Una comunión nacida de la fe, suscitada por la predicación apostólica, alimentada con la Eucaristía y la oración, y expresada en el servicio y la caridad fraterna. Por tanto, los Apóstoles y sus sucesores son, testigos y custodios autorizados del depósito de la verdad entregado a la Iglesia y, a la vez, ministros de la caridad revelada y donada por el Señor. Es un servicio de amor y caridad, inseparable de la verdad que custodian y transmiten. La verdad y el amor son, pues, dos caras del mismo don de Dios y que, por el ministerio apostólico se custodia en la Iglesia y llega hasta nosotros.
Saludo cordialmente a los visitantes de lengua española, en especial al Obispo de Santander, Monseñor José Vilaplana y acompañantes, venidos con motivo del Año Santo Lebaniego. Saludo también a los profesores y alumnos de distintos colegios e institutos españoles, así como a los demás peregrinos de España y Latinoamérica. Os invito a practicar la caridad con los más necesitados y a fomentar la comunión en la Iglesia. ¡Muchas gracias!

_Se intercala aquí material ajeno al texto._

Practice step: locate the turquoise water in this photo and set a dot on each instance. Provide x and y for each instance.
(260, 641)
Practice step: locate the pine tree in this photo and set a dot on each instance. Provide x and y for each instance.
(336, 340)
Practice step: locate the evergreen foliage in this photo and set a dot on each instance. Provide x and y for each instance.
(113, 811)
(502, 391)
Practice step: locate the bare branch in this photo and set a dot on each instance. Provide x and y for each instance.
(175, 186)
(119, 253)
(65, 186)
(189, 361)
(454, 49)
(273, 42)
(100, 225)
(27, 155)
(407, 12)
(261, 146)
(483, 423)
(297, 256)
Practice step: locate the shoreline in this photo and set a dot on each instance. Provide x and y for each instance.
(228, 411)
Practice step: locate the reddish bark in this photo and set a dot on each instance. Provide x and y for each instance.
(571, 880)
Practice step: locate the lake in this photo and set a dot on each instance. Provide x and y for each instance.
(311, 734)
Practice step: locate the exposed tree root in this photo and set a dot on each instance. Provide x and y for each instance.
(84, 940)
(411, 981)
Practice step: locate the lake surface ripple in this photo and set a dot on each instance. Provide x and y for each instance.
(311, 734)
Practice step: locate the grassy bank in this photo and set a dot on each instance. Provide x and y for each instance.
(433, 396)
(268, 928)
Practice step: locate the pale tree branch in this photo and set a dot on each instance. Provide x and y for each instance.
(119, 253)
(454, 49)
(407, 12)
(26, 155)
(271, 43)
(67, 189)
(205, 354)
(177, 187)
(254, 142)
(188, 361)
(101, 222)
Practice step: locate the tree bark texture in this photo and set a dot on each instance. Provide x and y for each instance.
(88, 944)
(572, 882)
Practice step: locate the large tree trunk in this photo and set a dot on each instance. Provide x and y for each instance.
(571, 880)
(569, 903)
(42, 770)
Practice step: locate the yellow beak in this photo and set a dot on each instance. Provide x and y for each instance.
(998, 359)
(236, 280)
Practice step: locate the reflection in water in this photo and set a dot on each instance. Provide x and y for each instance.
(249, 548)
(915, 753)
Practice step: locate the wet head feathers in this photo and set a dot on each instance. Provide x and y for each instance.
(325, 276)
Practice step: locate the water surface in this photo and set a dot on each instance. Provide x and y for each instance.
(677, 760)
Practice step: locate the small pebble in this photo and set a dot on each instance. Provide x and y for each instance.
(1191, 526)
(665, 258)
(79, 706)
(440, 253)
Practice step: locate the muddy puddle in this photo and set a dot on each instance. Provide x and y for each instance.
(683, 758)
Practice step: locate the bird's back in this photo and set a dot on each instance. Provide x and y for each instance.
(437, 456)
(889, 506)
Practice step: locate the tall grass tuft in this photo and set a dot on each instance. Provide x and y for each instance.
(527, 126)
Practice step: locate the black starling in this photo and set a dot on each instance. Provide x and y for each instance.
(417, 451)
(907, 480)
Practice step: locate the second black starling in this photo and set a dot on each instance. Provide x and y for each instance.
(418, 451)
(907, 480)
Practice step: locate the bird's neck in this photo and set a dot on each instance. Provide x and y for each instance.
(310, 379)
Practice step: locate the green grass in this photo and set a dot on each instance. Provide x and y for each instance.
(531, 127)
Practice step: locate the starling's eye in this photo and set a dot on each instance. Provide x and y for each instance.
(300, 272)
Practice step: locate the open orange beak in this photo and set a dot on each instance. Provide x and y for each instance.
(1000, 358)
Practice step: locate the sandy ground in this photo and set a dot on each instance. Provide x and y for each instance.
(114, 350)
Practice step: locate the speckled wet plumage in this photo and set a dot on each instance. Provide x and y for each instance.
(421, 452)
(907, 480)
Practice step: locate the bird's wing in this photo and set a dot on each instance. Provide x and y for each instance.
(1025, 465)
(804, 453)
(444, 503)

El próximo día 7 de abril se celebran los 500 años del nacimiento de san Francisco Javier, el gran misionero jesuita que predicó el Evangelio por tierras de Asia, abriendo muchas puertas a Cristo. Me uno a dicha celebración agradeciendo al Señor este gran don a su Iglesia. He enviado al Cardenal Antonio María Rouco para presidir
los actos en el Santuario de Javier, en Navarra, España. Me uno a él y a todos los peregrinos que acudirán a tan insigne lugar misionero.
Al contemplar la figura de san Francisco Javier, nos sentimos llamados a rezar por quienes dedican su vida a la misión evangelizadora, proclamando la belleza del mensaje salvador de Jesús.
Al mismo tiempo, os invito a rezar para que, por intercesión de este Santo, todos intensifiquen sus esfuerzos por consolidar los horizontes de paz que parecen abrirse en el País Vasco y en toda España, y a superar los obstáculos que puedan presentarse a lo largo de este camino.